I don't really understand compilers well enough to comment on this. However inside main is too late.
The key is to be able to get the WDT enabled before anything could possibly go wrong!

I'd like to see WDT enabled by default in mbed, with the slowest time out as possible as the default.
I appreciate this may cause issues with new users but I personally would never release something without a WDT!

Yeah, mbed_main is already too late. If we want the watchdog running before __libc_init_array(), we should consider adding a conditional call to hal_watchdog_init() here (similar to the us_ticker_init()):
https://github.com/ARMmbed/mbed-os/blob/101ae73b87e7082502915c5a4c6f3971fac270bb/rtos/source/TARGET_CORTEX/mbed_boot.c#L74-L83

See the boot sequence for reference.

Perhaps something in mbed_app.json could get the WDT enabled during early init of mbed?

I think we could either add the watchdog config to drivers/mbed_lib.json or create a hal/mbed_lib.json file such as:

{
    "name": "hal",
    "config": {
        "watchdog-init-at-boot": {
            "help": "Initialize the watchdog at boot, before any global objects are created.",
            "value": false
        },
        "watchdog-timeout": {
            "help": "(Applies if hal.watchdog-init-at-boot is true.) Watchdog timeout in milliseconds.",
            "value": 100
        }
    }
}

This would produce MBED_CONF_HAL_WATCHDOG_INIT_AT_BOOT & MBED_CONF_HAL_WATCHDOG_TIMEOUT for the user to override in mbed_app.json (and for us to use in mbed_init().

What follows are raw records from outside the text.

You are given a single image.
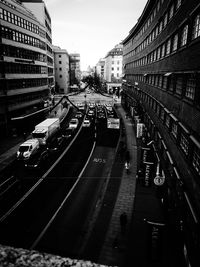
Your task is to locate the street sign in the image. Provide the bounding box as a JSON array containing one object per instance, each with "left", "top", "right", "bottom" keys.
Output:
[{"left": 153, "top": 175, "right": 165, "bottom": 186}]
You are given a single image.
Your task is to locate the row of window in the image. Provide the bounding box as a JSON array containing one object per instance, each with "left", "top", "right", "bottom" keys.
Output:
[
  {"left": 0, "top": 8, "right": 45, "bottom": 38},
  {"left": 132, "top": 89, "right": 200, "bottom": 175},
  {"left": 126, "top": 10, "right": 200, "bottom": 69},
  {"left": 0, "top": 62, "right": 47, "bottom": 74},
  {"left": 3, "top": 78, "right": 48, "bottom": 90},
  {"left": 124, "top": 0, "right": 182, "bottom": 51},
  {"left": 8, "top": 90, "right": 47, "bottom": 106},
  {"left": 128, "top": 73, "right": 200, "bottom": 103},
  {"left": 0, "top": 26, "right": 46, "bottom": 50},
  {"left": 0, "top": 44, "right": 47, "bottom": 62}
]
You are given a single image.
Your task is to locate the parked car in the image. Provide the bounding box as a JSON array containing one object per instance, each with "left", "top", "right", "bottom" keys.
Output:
[{"left": 75, "top": 111, "right": 83, "bottom": 119}]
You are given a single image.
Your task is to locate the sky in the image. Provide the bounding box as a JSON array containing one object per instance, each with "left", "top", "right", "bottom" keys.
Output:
[{"left": 44, "top": 0, "right": 147, "bottom": 71}]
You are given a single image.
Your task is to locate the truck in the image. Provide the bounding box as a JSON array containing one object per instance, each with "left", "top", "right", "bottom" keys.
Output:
[
  {"left": 32, "top": 118, "right": 60, "bottom": 145},
  {"left": 17, "top": 139, "right": 40, "bottom": 160}
]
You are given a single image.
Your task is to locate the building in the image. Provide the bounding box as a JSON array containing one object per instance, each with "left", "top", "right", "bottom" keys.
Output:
[
  {"left": 53, "top": 46, "right": 70, "bottom": 94},
  {"left": 122, "top": 0, "right": 200, "bottom": 266},
  {"left": 105, "top": 44, "right": 123, "bottom": 93},
  {"left": 69, "top": 53, "right": 81, "bottom": 86},
  {"left": 20, "top": 0, "right": 55, "bottom": 93},
  {"left": 96, "top": 58, "right": 105, "bottom": 82},
  {"left": 0, "top": 0, "right": 50, "bottom": 134}
]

@0xc0170, @bulislaw, @donatieng, what do you think? We could add such feature if extending the watchdog API in the future.

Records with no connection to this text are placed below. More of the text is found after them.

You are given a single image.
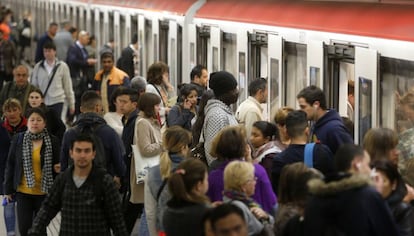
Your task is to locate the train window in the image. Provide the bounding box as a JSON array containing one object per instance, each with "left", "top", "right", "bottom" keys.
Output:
[{"left": 358, "top": 77, "right": 373, "bottom": 140}]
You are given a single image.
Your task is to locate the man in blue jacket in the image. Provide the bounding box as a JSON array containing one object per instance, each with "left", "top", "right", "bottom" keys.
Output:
[{"left": 296, "top": 85, "right": 354, "bottom": 154}]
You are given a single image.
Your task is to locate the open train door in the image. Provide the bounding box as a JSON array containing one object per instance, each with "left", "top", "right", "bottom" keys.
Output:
[
  {"left": 138, "top": 15, "right": 148, "bottom": 76},
  {"left": 168, "top": 20, "right": 181, "bottom": 88},
  {"left": 354, "top": 47, "right": 378, "bottom": 143},
  {"left": 208, "top": 26, "right": 222, "bottom": 72},
  {"left": 236, "top": 30, "right": 249, "bottom": 105},
  {"left": 306, "top": 41, "right": 324, "bottom": 90},
  {"left": 267, "top": 34, "right": 285, "bottom": 120}
]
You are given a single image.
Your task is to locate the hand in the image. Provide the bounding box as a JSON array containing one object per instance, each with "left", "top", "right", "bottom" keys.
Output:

That certainly looks like it would do what I need :-)
It also looks reasonably simple to implement.

@chrissnow thanks for reporting, it definitely makes sense to me!
@fkjagodzinski the solution looks promising. Couple of question we need to answer though.

• How using HAL directly will affect the usage of the C++ class? First we init the HAL and then the user will need to instantiate the class and use it, will it just work? Is double init ok?
• How are users going to reload WDT? How much time is needed between the mbed_init and main when their code starts executing?

Also could you document the new functionality in Handbook? Watchdog class is probably the best place.

Thank you for raising this issue. Please note we have updated our policies and
now only defects should be raised directly in GitHub. Going forward questions and
enhancements will be considered in our forums, https://forums.mbed.com/ . If this
issue is still relevant please re-raise it there.
This GitHub issue will now be closed.